New York Library Association
- Formation: 1890
- Type: Non-profit NGO
- Purpose: NYLA leads, educates, and advocates for the advancement of the New York library community.
- Headquarters: Guilderland, New York
- Region served: United States
- Executive Director: AnnaLee Dragon
- Website: New York Library Association

= New York Library Association =

Professional association for New York's librarians

The New York Library Association (NYLA) is a group that promotes libraries in New York. It was founded in 1890 and was the first statewide organization of librarians in the United States. One of its founders was Melvil Dewey, who has had a lasting impact on libraries in the United States. The association was granted a provisional charter in 1929 and its Absolute Charter in 1946.

==Affiliation==

NYLA is affiliated with the American Library Association (ALA) as the New York Chapter of ALA. ALA is the oldest and largest library association in the world.

==Current status==
From a membership of 43 in 1890, NYLA has grown to 4,829 members at the end of the 2022-2023 Fiscal Year.
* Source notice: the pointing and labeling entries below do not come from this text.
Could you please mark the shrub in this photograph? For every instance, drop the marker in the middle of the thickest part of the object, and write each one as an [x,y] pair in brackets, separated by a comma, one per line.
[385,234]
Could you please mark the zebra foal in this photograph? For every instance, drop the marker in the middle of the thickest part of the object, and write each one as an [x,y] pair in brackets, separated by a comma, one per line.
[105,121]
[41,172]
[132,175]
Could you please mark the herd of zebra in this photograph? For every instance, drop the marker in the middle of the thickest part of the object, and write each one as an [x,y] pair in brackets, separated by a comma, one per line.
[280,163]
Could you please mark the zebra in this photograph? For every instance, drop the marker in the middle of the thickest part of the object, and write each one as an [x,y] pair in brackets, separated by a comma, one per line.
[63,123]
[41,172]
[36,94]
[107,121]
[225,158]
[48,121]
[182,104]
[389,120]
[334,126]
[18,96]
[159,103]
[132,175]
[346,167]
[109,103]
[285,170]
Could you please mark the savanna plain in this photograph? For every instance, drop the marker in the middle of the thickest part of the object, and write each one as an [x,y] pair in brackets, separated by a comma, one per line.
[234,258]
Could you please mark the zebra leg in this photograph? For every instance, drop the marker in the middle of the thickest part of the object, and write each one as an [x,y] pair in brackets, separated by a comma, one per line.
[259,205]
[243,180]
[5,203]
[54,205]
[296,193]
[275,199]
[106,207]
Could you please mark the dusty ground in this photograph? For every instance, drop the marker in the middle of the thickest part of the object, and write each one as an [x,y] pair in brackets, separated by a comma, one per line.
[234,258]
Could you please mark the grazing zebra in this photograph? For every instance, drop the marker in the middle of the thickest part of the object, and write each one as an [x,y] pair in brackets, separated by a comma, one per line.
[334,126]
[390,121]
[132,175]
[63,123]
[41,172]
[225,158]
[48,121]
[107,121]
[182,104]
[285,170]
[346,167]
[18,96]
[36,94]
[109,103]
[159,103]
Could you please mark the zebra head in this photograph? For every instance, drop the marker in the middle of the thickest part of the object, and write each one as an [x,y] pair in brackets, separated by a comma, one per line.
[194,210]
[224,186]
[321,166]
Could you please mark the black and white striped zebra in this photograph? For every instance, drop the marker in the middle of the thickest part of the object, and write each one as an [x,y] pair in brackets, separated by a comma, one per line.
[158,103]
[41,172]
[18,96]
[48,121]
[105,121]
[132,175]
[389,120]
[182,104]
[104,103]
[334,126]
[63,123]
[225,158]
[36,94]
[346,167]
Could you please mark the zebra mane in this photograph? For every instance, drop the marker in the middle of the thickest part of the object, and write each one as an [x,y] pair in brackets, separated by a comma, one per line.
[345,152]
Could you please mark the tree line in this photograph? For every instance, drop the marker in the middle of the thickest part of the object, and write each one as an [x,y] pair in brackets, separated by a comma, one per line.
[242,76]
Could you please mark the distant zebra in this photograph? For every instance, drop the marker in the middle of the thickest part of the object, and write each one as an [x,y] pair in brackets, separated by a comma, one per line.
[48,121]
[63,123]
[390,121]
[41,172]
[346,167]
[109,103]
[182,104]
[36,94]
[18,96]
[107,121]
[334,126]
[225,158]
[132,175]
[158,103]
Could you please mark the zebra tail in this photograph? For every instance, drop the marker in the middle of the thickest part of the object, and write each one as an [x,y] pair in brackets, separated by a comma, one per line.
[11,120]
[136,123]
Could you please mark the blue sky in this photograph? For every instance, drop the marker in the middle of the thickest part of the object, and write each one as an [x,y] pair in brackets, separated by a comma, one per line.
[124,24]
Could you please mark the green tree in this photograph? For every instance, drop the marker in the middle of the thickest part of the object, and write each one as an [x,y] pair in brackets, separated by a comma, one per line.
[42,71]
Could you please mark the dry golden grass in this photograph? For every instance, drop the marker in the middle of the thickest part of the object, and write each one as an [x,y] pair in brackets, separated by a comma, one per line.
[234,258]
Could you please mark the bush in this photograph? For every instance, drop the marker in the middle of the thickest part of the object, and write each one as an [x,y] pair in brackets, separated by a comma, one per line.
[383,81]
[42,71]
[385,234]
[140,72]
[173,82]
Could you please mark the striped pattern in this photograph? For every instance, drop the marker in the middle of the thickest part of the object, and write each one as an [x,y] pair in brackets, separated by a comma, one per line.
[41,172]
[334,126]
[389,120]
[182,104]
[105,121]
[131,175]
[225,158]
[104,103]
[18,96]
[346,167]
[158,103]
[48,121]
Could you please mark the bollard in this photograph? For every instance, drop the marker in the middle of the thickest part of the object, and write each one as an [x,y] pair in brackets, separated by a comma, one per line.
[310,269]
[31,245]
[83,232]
Members include library staff from public, system, school, college and university and special libraries, as well as library trustees, and friends of libraries.

The association publishes a weekly email newsletter, 'News You Can Use', a monthly electronic publication, NYLA Voice, and a JOBline.

The association hosts a yearly conference in the fall, which focuses on professional development and networking. At the conference, NYLA recognizes members' achievements and contributions to the library community through awards, fellowships, and scholarships for library school students.

Every year, NYLA coordinates an Advocacy Day, where library staff, trustees, and supporters gather in Albany, NY to talk with State Senators and Assembly people, or their staff. During these meetings, library advocates talk about what public and school libraries are doing, their funding needs for the coming budget year, and legislation that would be helpful to libraries and their communities.

NYLA hosts "Spring on the Hill" every year, which is a full day mini-conference educational programming focused on advocacy. The event also includes time for networking.